Miejcie też na uwadze to, że nie każdy kupuje rower do ostrej jazdy. W mojej okolicy spotykam się coraz częściej z rowerami kross. Najczęściej hexagon bądź a2. Ci ludzie nie jeżdżą na maratony, wyjeżdżają raz w tygodniu do parku. Kupują, bo ładnie się prezentuje, by pokazać innym. Tacy ludzie wspierają firmę. 

Ja już niczego co ma logo firmy kross nie kupię. Mam nadzieję, że obecny sprzęt będzie mi służył jak najlepiej i jak najdłużej. 
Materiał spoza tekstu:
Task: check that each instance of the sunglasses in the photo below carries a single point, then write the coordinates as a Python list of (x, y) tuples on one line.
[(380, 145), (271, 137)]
W ogóle bardzo irytujący są sprzedawcy, którzy wciskają klientowi rower posiadający za dużą ramę jak na wzrost klienta. I te ich przekonywanie, że to dobry wybór. Często nieświadomi tego czego tak naprawdę chcą klienci kupują te rowery masowo i później widać jak jedzie taki człowiek 165 cm. wzrostu na ramie 20 cali. Kiedyś sprzedawca mi odpowiedział, że kross wysyła im każdy rozmiar ramy i trzeba to sprzedać. Właśnie o to chodzi. Sprzedać, zapomnieć.

Odnośnik do komentarza
Udostępnij na innych stronach

Podejrzewam, że Kross na tej wymianie nic by nie stracił, ponieważ producentem ram jest Kinesis (ten od widelców Speca) , tylko, że Kross idzie na łatwiznę i woli kopnąć w dupę konsumenta niż zepsuć sobie dobre stosunki z Kinesis  :down:

 

PS

Pamiętacie pękające ramy Kellysa ? - wyklepała je Kinesis :teehee:

Odnośnik do komentarza
Udostępnij na innych stronach

Właśnie jutro idę do sklepu ze swoją a8. Rower mam od 6 czerwca 2012, zrobiłem na nim może jakieś 5 tys. Ogólnie z roweru byłem bardzo zadowolony, ale teraz mam spory dylemat co dalej z tym robić. Wymiana ramy na nową z 2013 r. widze chyba niewiele zmieni. Jutro wrzuce zdjęcia ku przestrodze dla innych. Generalnie to samo miejsce, ale u mnie to wygląda jak bardzo delikatne rysy na lakierze, tylko, że mam to u góry i już na dole. Na górze jest taka "choineczka" więc pękniecie lakieru to raczej nie jest.

 

Jeżdżę głownie w terenie, roweru nie oszczędzam bo nie po to kupiłem taki rower żeby się nim po ścieżkach rowerowych lansować, tylko żeby go katować do tej pory myślałem, że bezpiecznie.

 

Jest możliwość z jakąś dopłatą wymiany na rame a9 karbonową?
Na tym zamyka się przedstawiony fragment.